Die Elektronikversender Pearl und Redcoon, der Online-Schuhhändler Spartoo.de oder der Kindermode-Shop Tausendkind - sie alle sind von "Google Zertifizierte Händler". Wie sie haben mittlerweile Dutzende von deutschen Online-Shops das Google-Programm durchlaufen. Oftmals fällt in diesem Kontext auch das Stichwort: "Google Trust" als Indikator für Vertrauen. Doch was will der Internet-Gigant mit der Initiative erreichen? Will er etwa Anbieter von Shop-Gütesiegeln angreifen?

Andreas Bauer, Chief Product Officer beim Aschaffenburger E-Com­merce-Dienstleister 004, behält den neuesten E-Commerce-Vorstoß von Google seit einiger Zeit genauestens im Auge. Für ihn sagt das Google-Zertifikat, verglichen mit Zertifikaten von Anbietern wie etwa Trusted Shops, deutlich weniger aus. "Wir stellen immer wieder fest, dass die Google Services international sehr generisch gehalten sind", erklärt Bauer. "Google Zertifizierte Händler" sei nicht umfassend für den deutschen Markt umgesetzt worden.

Schnittstelle zu Google

Tatsächlich fällt der Leistungsumfang des Google-Programms deutlich geringer als bei Mitbewerbern, wie Trusted Shops, aus: Um Aufnahme in das kostenlose Programm, können sich Online-Händler, unabhängig von Größe und Bekanntheitsgrad, bewerben. Teilnehmende Händler müssen eine Schnittstelle zu Google in ihren Shop einbinden und dürfen ein anklickbares Gütesiegel in der rechten unteren Bildschirm­ecke anzeigen. Dieses signalisiert den Kunden, dass sie sich in einem Shop befinden, den Google in Hinblick auf Versand und Kundenservice als vorbildlich einstuft.

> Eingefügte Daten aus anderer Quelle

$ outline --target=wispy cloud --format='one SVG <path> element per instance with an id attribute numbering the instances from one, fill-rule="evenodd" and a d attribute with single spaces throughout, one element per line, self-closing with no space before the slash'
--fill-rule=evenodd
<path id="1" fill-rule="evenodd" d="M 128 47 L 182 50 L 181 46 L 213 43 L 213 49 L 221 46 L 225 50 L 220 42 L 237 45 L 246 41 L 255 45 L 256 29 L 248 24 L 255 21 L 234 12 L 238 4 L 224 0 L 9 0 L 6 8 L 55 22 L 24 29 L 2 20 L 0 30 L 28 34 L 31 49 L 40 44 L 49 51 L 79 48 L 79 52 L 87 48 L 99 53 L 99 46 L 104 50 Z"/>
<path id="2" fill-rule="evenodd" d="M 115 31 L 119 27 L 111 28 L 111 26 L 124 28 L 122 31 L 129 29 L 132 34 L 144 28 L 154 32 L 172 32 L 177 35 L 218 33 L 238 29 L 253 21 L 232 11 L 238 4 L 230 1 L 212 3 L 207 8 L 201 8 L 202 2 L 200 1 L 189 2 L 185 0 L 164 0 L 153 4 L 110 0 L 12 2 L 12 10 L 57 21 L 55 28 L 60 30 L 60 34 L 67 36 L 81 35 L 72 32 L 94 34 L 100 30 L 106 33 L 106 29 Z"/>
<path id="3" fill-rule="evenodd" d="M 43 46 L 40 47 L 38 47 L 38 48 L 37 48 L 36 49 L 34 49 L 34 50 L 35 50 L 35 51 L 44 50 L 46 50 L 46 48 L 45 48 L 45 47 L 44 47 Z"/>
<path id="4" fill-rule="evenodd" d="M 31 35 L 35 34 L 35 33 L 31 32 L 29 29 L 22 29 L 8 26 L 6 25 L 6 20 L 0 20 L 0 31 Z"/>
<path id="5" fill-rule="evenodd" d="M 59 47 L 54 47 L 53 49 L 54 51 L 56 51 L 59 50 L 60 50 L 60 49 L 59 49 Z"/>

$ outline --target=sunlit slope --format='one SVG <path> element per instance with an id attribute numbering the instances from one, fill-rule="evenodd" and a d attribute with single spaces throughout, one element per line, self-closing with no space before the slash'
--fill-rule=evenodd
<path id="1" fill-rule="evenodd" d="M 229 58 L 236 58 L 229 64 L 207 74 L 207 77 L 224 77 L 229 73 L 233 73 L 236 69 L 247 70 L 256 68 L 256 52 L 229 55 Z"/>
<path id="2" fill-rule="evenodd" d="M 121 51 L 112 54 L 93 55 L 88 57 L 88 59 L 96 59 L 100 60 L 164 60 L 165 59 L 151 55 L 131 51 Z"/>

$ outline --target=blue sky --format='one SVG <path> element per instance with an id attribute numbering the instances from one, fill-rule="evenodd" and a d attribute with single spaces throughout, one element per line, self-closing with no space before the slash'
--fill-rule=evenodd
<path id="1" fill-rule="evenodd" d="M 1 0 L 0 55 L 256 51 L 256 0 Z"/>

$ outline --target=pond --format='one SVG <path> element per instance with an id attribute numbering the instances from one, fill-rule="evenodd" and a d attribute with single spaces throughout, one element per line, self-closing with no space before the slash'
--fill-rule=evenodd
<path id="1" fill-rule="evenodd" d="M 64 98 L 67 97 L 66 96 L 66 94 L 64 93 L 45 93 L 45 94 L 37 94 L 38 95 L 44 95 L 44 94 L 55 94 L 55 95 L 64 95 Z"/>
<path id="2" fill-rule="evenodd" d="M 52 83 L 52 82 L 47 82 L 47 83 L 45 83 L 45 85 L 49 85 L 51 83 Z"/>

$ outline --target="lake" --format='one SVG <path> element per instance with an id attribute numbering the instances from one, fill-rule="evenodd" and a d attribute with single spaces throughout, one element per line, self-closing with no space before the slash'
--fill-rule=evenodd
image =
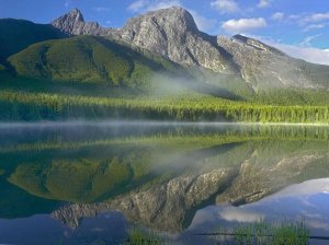
<path id="1" fill-rule="evenodd" d="M 231 244 L 280 222 L 327 244 L 328 150 L 320 125 L 1 124 L 0 244 Z"/>

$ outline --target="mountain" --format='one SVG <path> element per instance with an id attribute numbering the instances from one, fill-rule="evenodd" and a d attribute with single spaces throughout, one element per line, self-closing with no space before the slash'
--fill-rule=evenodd
<path id="1" fill-rule="evenodd" d="M 327 89 L 329 85 L 327 66 L 288 57 L 242 35 L 211 36 L 200 32 L 191 13 L 182 8 L 172 7 L 132 18 L 122 28 L 87 23 L 76 9 L 52 24 L 70 35 L 107 36 L 148 49 L 182 66 L 236 74 L 254 91 L 282 86 Z"/>
<path id="2" fill-rule="evenodd" d="M 8 61 L 22 77 L 127 86 L 143 85 L 152 71 L 166 70 L 160 57 L 97 36 L 37 43 Z"/>
<path id="3" fill-rule="evenodd" d="M 0 20 L 0 62 L 32 44 L 66 37 L 49 24 L 35 24 L 24 20 Z"/>

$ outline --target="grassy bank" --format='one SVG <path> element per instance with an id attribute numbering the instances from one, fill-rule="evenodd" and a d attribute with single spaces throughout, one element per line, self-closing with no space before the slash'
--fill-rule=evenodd
<path id="1" fill-rule="evenodd" d="M 2 90 L 1 120 L 143 118 L 250 122 L 329 122 L 328 106 L 265 105 L 212 96 L 110 98 Z"/>

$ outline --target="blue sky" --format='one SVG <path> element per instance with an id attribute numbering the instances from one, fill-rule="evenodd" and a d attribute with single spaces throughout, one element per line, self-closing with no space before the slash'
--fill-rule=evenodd
<path id="1" fill-rule="evenodd" d="M 327 0 L 0 0 L 0 18 L 49 23 L 78 8 L 86 21 L 121 27 L 131 16 L 170 5 L 188 9 L 206 33 L 241 33 L 295 57 L 329 63 Z"/>

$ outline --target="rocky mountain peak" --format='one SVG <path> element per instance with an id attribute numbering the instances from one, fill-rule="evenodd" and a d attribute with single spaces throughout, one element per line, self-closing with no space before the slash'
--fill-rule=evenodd
<path id="1" fill-rule="evenodd" d="M 273 48 L 258 39 L 254 39 L 254 38 L 250 38 L 250 37 L 247 37 L 247 36 L 243 36 L 241 34 L 238 34 L 238 35 L 235 35 L 232 36 L 234 39 L 238 40 L 238 42 L 241 42 L 243 43 L 245 45 L 248 45 L 250 47 L 253 47 L 256 49 L 259 49 L 261 51 L 271 51 L 273 54 L 276 54 L 276 55 L 284 55 L 282 51 L 280 51 L 279 49 L 276 48 Z"/>
<path id="2" fill-rule="evenodd" d="M 127 21 L 123 30 L 129 30 L 145 25 L 146 23 L 166 31 L 177 30 L 180 33 L 198 31 L 192 14 L 179 7 L 160 9 L 132 18 Z"/>
<path id="3" fill-rule="evenodd" d="M 52 25 L 69 35 L 106 35 L 107 31 L 97 22 L 84 22 L 80 10 L 72 9 L 70 12 L 56 19 Z"/>

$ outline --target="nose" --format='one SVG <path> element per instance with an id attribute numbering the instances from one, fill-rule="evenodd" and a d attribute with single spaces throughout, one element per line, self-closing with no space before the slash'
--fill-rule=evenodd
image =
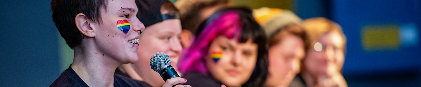
<path id="1" fill-rule="evenodd" d="M 177 55 L 179 55 L 182 50 L 183 47 L 181 47 L 181 43 L 178 38 L 173 39 L 172 40 L 171 45 L 171 50 L 174 51 Z"/>
<path id="2" fill-rule="evenodd" d="M 138 33 L 140 33 L 145 30 L 145 26 L 143 25 L 139 19 L 136 18 L 134 20 L 133 22 L 134 26 L 133 27 L 133 30 Z"/>
<path id="3" fill-rule="evenodd" d="M 292 70 L 295 74 L 300 72 L 300 64 L 301 64 L 299 59 L 294 59 L 292 62 L 291 67 Z"/>
<path id="4" fill-rule="evenodd" d="M 232 61 L 232 64 L 234 65 L 234 67 L 237 67 L 238 64 L 240 64 L 241 62 L 241 54 L 240 52 L 235 52 L 235 54 L 233 55 L 233 58 Z"/>
<path id="5" fill-rule="evenodd" d="M 335 50 L 332 46 L 326 46 L 326 50 L 324 53 L 325 58 L 329 61 L 333 61 L 336 59 L 336 54 L 335 54 Z"/>

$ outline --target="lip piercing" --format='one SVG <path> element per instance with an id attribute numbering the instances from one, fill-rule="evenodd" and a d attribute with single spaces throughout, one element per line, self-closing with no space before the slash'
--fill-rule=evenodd
<path id="1" fill-rule="evenodd" d="M 137 44 L 138 45 L 139 45 L 139 44 L 137 44 L 137 43 L 134 43 L 134 44 Z M 132 46 L 132 47 L 134 47 L 134 45 L 133 45 L 133 46 Z"/>

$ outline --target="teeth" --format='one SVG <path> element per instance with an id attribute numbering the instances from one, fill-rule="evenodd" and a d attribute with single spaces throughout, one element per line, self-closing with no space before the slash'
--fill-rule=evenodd
<path id="1" fill-rule="evenodd" d="M 134 43 L 134 44 L 137 43 L 139 42 L 139 39 L 136 39 L 134 40 L 128 41 L 128 42 L 130 43 Z"/>

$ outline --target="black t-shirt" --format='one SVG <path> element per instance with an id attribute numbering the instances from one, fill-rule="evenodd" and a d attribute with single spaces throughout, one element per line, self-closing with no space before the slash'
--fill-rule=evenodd
<path id="1" fill-rule="evenodd" d="M 295 77 L 294 77 L 294 79 L 292 80 L 292 82 L 291 82 L 288 87 L 307 87 L 307 86 L 306 85 L 306 82 L 304 81 L 303 77 L 301 77 L 301 74 L 298 74 L 295 76 Z"/>
<path id="2" fill-rule="evenodd" d="M 50 87 L 88 87 L 70 66 L 63 72 Z M 114 74 L 114 87 L 152 87 L 146 82 L 118 74 Z"/>
<path id="3" fill-rule="evenodd" d="M 192 87 L 221 87 L 222 84 L 211 77 L 200 72 L 191 72 L 184 74 L 183 78 L 187 79 L 186 84 Z"/>

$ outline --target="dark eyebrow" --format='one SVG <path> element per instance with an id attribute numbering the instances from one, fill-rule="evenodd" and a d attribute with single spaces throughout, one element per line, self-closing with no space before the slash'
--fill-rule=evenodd
<path id="1" fill-rule="evenodd" d="M 123 11 L 123 10 L 129 10 L 130 11 L 131 11 L 131 12 L 136 12 L 136 10 L 135 10 L 134 8 L 122 8 L 121 9 L 120 9 L 120 10 L 118 10 L 118 11 Z"/>

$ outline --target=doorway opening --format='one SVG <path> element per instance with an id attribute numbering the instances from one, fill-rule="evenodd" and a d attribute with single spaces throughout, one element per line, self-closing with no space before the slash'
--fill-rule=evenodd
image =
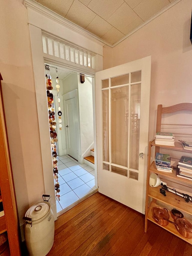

Sollte es dennoch zu Unregel­mäßigkeiten kommen, garantiert Google einen Käuferschutz von bis zu 1.000 ­Euro - allerdings nur als letzte Instanz: "Zuerst sollen mögliche Probleme zwischen dem Händler und seinem Kunden geklärt werden", erklärt Malte Will, Product Partnerships Manager, Shopping, Commerce, Ads EMEA bei Google.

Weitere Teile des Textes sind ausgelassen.